I Bonelli "bis" sono gli albi di luglio che raddoppiano la numerazione degli albi ordinari: storie aggiuntive che l'editore pubblica in estate, quando il pubblico del fumetto aumenta, complice la spiaggia. Non fa eccezione la testata "Dylan Dog", che licenzia un albo estivo e filosofico insieme, intitolato "L'isola dai due soli". Si tratta di un adattamento esplicito di un classico della fantascienza filosofica, il racconto "L'invenzione di Morel" di Adolfo Bioy Casares, pubblicato nel 1940 e trasformato in film prima nel 1967 da Jean-Claude Bonnardot in Francia, e poi nel 1974 da Emidio Greco in Italia. La sceneggiatura di Davide La Rosa, all'esordio nella serie regolare di Dylan Dog, è debitrice (fin dal titolo) anche nei confronti di uno dei romanzi più ambiziosi e sottovalutati di Umberto Eco, "L'isola del giorno prima" del 1994; e non mancano riferimenti a "La tempesta" di Shakespeare, senza contare che la prima tavola, con Dylan che annaspa tra i flutti splendidamente tratteggiati da Franco Saudelli, sembra proprio un omaggio a "La ballata del mare salato" di Hugo Pratt, l'esordio di Corto Maltese.

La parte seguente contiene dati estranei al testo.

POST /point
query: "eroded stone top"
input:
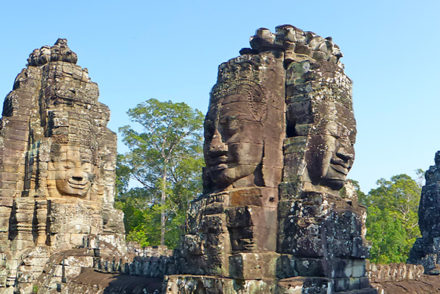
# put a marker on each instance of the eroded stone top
(60, 51)
(294, 41)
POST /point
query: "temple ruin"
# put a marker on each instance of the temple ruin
(426, 250)
(276, 214)
(57, 167)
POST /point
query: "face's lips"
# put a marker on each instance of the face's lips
(340, 166)
(78, 185)
(217, 160)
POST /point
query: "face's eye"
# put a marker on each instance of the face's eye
(209, 129)
(68, 164)
(87, 167)
(229, 124)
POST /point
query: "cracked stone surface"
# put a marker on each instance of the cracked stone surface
(57, 169)
(277, 215)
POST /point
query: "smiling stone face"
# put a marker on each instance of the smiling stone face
(234, 141)
(330, 155)
(70, 171)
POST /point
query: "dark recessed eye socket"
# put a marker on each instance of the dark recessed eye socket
(209, 129)
(69, 164)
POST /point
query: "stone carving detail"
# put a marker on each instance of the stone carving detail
(279, 136)
(57, 169)
(426, 250)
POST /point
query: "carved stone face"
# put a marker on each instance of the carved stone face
(233, 142)
(330, 154)
(71, 171)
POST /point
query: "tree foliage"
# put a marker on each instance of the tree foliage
(165, 159)
(392, 221)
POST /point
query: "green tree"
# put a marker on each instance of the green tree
(392, 221)
(165, 158)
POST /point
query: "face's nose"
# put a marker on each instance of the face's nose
(78, 173)
(217, 145)
(345, 151)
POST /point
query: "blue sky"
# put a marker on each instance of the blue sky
(137, 50)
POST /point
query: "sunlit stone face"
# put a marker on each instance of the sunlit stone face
(233, 142)
(71, 171)
(331, 153)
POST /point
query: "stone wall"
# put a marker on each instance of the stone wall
(395, 272)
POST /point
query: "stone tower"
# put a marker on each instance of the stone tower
(426, 250)
(57, 169)
(279, 136)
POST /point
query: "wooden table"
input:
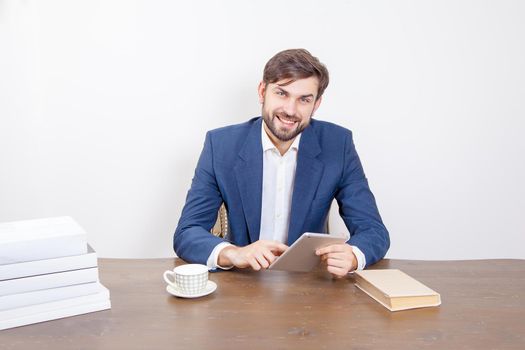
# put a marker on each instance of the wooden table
(483, 308)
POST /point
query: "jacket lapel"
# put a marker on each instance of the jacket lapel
(248, 173)
(308, 174)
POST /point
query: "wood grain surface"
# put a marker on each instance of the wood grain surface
(483, 307)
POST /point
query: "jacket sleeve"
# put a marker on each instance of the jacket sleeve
(358, 208)
(192, 240)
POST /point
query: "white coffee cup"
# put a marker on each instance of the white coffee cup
(189, 279)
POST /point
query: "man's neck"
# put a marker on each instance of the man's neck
(282, 146)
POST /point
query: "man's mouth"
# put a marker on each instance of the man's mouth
(288, 123)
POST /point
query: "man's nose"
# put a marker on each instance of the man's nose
(290, 107)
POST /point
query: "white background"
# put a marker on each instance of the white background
(104, 106)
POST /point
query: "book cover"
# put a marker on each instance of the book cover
(56, 309)
(13, 301)
(46, 281)
(45, 266)
(41, 239)
(396, 290)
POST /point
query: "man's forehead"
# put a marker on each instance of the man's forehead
(305, 86)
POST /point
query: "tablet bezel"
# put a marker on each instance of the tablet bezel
(300, 256)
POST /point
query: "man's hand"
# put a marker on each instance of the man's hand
(258, 255)
(339, 259)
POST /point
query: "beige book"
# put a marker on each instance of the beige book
(396, 290)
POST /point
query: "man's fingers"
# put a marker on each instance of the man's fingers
(254, 264)
(336, 271)
(277, 247)
(261, 259)
(268, 255)
(334, 248)
(344, 264)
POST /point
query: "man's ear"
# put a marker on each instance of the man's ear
(317, 104)
(261, 89)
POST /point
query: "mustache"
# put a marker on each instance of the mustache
(283, 115)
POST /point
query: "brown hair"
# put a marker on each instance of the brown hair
(295, 64)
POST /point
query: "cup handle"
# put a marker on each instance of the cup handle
(169, 281)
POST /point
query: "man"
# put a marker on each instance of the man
(277, 176)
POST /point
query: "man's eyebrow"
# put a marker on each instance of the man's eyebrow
(306, 96)
(287, 92)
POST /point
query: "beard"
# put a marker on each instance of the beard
(281, 133)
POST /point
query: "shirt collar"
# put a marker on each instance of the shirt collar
(268, 144)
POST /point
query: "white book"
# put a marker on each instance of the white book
(39, 239)
(56, 310)
(40, 267)
(50, 280)
(101, 295)
(13, 301)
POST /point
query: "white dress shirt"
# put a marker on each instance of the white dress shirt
(278, 181)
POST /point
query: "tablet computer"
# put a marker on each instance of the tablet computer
(300, 256)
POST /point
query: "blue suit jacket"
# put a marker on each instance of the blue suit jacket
(230, 170)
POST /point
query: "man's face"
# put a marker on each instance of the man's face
(287, 109)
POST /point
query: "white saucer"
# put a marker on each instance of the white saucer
(210, 288)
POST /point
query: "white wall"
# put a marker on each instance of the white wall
(104, 106)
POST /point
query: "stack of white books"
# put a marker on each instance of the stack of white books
(47, 271)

In estrema sintesi, Dylan Dog è alla ricerca di una persona scomparsa e fa naufragio su un'isola che non è sulle carte nautiche; qui si trova a visitare un misterioso edificio in cui il passato si ripete, senza concedere la possibilità di intervenire per modificarne il fatale sviluppo, e anzi conducendo l'individuo alla morte. Riflessione profondamente novecentesca sull'insensatezza dell'azione e sulla tecnica come destino piuttosto gramo, "L'invenzione di Morel" è stato adattato conformandolo allo spirito dell'epoca, alla fine degli anni '60, quando la contestazione della storia occidentale portò alla svolta postmodernista. Le preoccupazioni di Bioy Casares erano tanto universali che, in fondo, si adattano perfettamente a un presente caratterizzato dalla paura dell'intelligenza artificiale e delle sue produzioni autonome: in fondo, la macchina di Morel non è altro che il monolito di Kubrick, un oggetto schermico su cui proiettiamo ciò di cui abbiamo timore.